Simple Things/ Lang Kenneth Haynes
Those Who Went Before
Maybe there is some truth in the saying that a picture is worth one- thousand words. In the process of getting to know family
members I've never known, I have been looking at a lot of photographs of Black folks lately. I'm captivated by something in the
expressions. It doesn't matter if the person being photographed is supposed to be happy, sad, angry or showing some other
emotion; there are parts of the pictures that look as if they are trying to remember something important, but they just can't seem to
wrap their minds around whatever it is. I am talking about my father and the look he had in his eyes. I am talking about other
relatives I vaguely remember and others whom I've never met. The look is mesmerizing. It is similar to the countenance I see in
the bathroom mirror every morning when I shave. It's like trying to scratch an itch that is too deep to touch in the usual way. I don't
understand what the look is about.
The big question is do the people in the photographs know what is going on? Are they consciously thinking about and feeling
suffocated and angry the way their ancestors did a few hundred years ago during the dreaded and feared Middle Passage? Are
their minds and hearts focused on the torturous hulls of slaving ships and how they were free and strong one day and treated and
regarded as less than cattle the next? Do their muscles twitch and ache because — during a time they have no way of
remembering — families were torn apart and unimaginable indignities were heaped upon women?

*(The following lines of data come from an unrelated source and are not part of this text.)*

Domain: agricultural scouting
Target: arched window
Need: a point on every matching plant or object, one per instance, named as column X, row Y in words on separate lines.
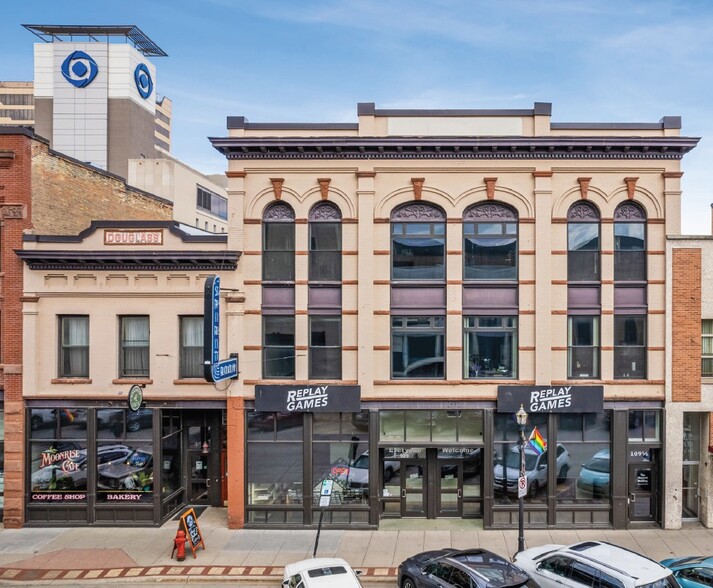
column 629, row 243
column 278, row 265
column 325, row 268
column 489, row 242
column 630, row 292
column 583, row 244
column 278, row 243
column 325, row 243
column 418, row 242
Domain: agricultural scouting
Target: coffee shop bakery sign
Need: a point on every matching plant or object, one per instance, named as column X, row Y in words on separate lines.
column 308, row 398
column 536, row 399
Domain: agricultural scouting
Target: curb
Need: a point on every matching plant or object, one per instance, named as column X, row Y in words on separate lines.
column 168, row 574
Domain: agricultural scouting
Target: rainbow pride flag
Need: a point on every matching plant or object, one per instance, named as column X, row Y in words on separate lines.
column 537, row 442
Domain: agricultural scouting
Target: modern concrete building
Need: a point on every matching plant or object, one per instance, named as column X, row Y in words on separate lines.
column 414, row 278
column 95, row 94
column 17, row 104
column 198, row 200
column 689, row 381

If you want a taste of what I'm talking about listen to a song called "Bid Em In" by Oscar Brown, Jr. Are the countenances mixed
with more contemporary unfairness that could have been directly experienced hours or minutes before? Anyway you look at it, I
don't need to read the words that accompany the photos on book jackets, family picture albums and other collections of new and
old photographs. A picture is sometimes worth a thousand words.
It is interesting how many of us think that we got to wherever we happen to be exclusively as a result of out own efforts. Many
stories from the City of Madison Police Department fuel this hypothesis. I'll tell you a few: I became a Madison police officer in the
summer of 1982. It was a time of transition. David Couper was chief and my academy class of 20 was pretty much evenly divided
between women and men several of whom were not white women and men. As I recall our class had very little in the way of prior
military experience and none of us wore crew cuts. I'm not slamming that particular style and I mention it only to point out that
there was a time in the not-too-distant past (even in the city of Madison) when just about all cops had very short hair on their
heads, no facial hair and military or law enforcement experience. Those were the days when you only needed one hand to count
the number of Black police officers. There were only a couple of police officers who spoke Spanish and they just happened to
work different shifts (there were four shifts in those days). Centro Hispano was a tiny organization. Say nothing of other so-called
"minority" populations. The world was white wasn't it? Despite growing populations and other information the behavior still
indicated that the world was white. The irony, of course, is that the world was never white and now this reality was starting to
show up in smaller pockets of the world; insulated little pockets like Madison, Middleton, Stoughton, other places in the Midwest
and other places all over the map and it didn't matter much which map you chose to look at.
One commonly used definition of insanity goes something like this: Doing the same thing over and over in essentially the same
way and expecting a different result. An example would be standing in the same place and throwing the same ball at the same
spot on the same wall at pretty close to the same speed. Let's say you've done this one-million times, yet you expect the ball to
return to you at a different speed or somehow in a different way. Another definition might be to act as though the world is a
stagnant place despite very strong and irrefutable evidence to the contrary. For example, maybe 15 years ago it would have been
very strange to see two non-white people walking down a street in Stoughton. Today such an occurrence would be common.
Change is the only constant. Why do human beings invest so much time and energy into trying to ignore the changes that surround
us? Why is it so hard to accept that our views are clearer now because our heads are above the crowd and we gain this vantage
point by standing on the shoulders of those who went before?
We stand on the shoulders of those we celebrate and name streets after and we stand on the shoulders of those whose names we
do not know. We stand on the shoulders of police officers and sanitation workers and doctors and lawyers and all of the non-white
people who were among the first to do whatever it is they did. We stand on the shoulders of those who were prohibited from doing
what they thought they'd be able to do. We stand on the shoulders of those who should have been able to do what they aspired to
do. Please do not forget these things.
And there are many things that continue to plague us. Sometimes these things unfold during our lifetimes. Sometimes they live in
the stories of grandparents. Sometimes these horrible events occurred a long time ago and we carry them without being
consciously aware of them. The Middle Passage is an example. Looking at diagrams of the hulls of slaving ships is not enough.
Knowing that millions of human beings from the African continent were "arranged" in those hulls like tight-packed sardines is not
enough. But terrible memories of that dastardly "trip" remain. The memories do not reside in the part of the brain that holds long-
term memory. The memories are alive and not well in the itch that cannot be scratched, in-between muscles and in the
countenances that are shown in old family photos and book jackets. Maybe a picture is worth one-thousand words.